Delectable Teriyaki Salmon Bowls with Crispy Brussels Sprouts merge Japanese-inspired flavors for a quick weeknight dinner. Salmon glazed with sweet-tangy sauce nestles alongside roasted sprouts, creating a balanced meal that satisfies both nutrition and taste preferences.


Ingredients

Scale
  • 4 salmon fillets (6 oz / 170 g each)
  • ¼ cup (60 ml) teriyaki sauce
  • 1 tbsp soy sauce
  • 2 cups cooked white or brown rice (or quinoa)
  • 1 pound (450 g) brussels sprouts, halved or quartered
  • 2 tbsps olive oil
  • 2 green onions, thinly sliced
  • 1 tsp sesame oil
  • 1 tsp honey or brown sugar
  • 1 tsp minced garlic
  • 1 tsp garlic powder
  • ½ tsp salt
  • ¼ tsp black pepper
  • 1 tbsp sesame seeds
  • Sriracha or chili flakes (optional)

Instructions

  1. Prep Brussels Sprouts: Arrange parchment paper on a baking sheet and preheat oven to 425°F. Thoroughly coat Brussels sprouts with olive oil, garlic powder, salt, and pepper, spreading evenly across the sheet for uniform roasting.
  2. Roast Vegetables: Bake Brussels sprouts for 20-25 minutes, rotating midway to achieve crispy, caramelized edges that enhance their natural flavor profile.
  3. Craft Marinade: Whisk together teriyaki sauce, soy sauce, sesame oil, honey, and minced garlic in a mixing bowl, creating a complex, umami-rich liquid for salmon infusion.
  4. Marinate Salmon: Submerge salmon fillets in the prepared marinade, allowing them to absorb the intricate flavor combinations for at least 15 minutes.
  5. Cook Salmon: Heat a nonstick skillet over medium heat, carefully placing salmon skin-side down. Cook for 4-5 minutes, then flip and continue cooking for an additional 3-4 minutes until perfectly caramelized and cooked through.
  6. Reduce Sauce: Transfer reserved marinade to a small saucepan, simmering until it thickens and develops a glossy, intense flavor profile. Brush the reduced sauce over the cooked salmon for maximum taste intensity.
  7. Assemble Bowls: Layer cooked rice or quinoa in serving bowls, top with salmon fillets and roasted Brussels sprouts. Drizzle remaining teriyaki sauce for added moisture and depth of flavor.
  8. Finish and Serve: Garnish with sesame seeds, chopped green onions, and optional sriracha or chili flakes. Serve immediately to preserve the optimal temperature and textural contrast of the dish.

Notes

Optimize Salmon Marination: Let salmon soak in teriyaki mixture for at least 30 minutes to maximize flavor absorption and tenderness, preventing dry texture.
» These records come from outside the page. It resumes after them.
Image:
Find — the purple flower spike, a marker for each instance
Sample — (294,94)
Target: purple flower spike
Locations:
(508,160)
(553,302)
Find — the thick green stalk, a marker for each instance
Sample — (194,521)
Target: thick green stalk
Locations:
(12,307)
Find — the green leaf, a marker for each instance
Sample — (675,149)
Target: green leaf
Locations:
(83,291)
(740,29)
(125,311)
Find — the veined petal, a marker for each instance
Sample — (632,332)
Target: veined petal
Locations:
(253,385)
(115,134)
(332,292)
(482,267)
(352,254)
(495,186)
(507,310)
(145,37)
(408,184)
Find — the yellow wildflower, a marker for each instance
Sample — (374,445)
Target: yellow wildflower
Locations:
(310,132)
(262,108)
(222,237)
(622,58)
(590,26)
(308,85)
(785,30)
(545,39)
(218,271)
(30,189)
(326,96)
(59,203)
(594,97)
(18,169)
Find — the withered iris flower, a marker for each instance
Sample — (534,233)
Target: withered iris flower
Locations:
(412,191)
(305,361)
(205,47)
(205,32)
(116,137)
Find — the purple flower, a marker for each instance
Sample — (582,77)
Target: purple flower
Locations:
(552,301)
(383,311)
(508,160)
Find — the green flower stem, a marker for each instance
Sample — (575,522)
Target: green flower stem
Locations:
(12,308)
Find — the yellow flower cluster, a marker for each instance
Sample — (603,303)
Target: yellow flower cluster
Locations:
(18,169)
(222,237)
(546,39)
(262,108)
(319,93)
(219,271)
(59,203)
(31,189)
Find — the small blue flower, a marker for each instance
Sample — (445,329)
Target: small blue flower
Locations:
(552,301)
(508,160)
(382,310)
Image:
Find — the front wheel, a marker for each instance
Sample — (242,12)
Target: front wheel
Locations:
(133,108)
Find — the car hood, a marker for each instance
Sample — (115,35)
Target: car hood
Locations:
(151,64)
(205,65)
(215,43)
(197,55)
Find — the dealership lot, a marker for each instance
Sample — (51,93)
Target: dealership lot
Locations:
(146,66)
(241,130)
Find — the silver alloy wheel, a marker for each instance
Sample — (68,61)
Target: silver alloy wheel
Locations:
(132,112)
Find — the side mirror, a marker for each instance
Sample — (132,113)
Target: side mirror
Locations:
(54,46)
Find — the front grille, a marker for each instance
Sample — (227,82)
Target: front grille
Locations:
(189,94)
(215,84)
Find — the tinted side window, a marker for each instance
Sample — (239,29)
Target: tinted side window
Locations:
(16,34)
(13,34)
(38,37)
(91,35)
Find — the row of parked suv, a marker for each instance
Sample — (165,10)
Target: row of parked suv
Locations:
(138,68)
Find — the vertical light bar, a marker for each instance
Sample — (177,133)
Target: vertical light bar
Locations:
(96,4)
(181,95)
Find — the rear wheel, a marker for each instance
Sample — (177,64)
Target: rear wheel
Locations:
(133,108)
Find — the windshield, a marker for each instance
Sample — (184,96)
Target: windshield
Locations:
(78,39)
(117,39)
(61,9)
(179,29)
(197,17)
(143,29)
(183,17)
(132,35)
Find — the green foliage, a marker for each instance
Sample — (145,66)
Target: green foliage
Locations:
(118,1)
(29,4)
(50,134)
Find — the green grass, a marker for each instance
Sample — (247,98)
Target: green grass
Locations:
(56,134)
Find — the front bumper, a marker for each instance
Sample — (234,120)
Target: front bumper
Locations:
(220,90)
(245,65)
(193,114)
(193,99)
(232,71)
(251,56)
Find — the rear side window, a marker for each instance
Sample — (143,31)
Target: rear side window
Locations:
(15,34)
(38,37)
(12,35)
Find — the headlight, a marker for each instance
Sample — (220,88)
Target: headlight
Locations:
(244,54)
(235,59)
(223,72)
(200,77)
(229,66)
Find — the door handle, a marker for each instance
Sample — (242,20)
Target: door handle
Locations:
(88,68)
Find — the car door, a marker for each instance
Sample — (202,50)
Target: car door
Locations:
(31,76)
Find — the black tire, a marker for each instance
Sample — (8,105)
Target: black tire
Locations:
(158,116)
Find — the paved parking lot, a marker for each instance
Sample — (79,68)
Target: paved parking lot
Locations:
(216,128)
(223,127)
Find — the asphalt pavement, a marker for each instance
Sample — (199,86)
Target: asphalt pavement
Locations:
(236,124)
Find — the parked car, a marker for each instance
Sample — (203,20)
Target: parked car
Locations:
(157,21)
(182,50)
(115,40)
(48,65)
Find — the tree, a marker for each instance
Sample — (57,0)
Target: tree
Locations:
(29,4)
Control Brussels Sprouts Crispiness: Spread sprouts in single layer without overcrowding, ensuring direct heat contact for golden-brown, crispy edges without steaming.

Monitor Salmon Cooking Precision: Use instant-read thermometer to check internal temperature reaches 145°F, preventing overcooking while maintaining moist, flaky texture.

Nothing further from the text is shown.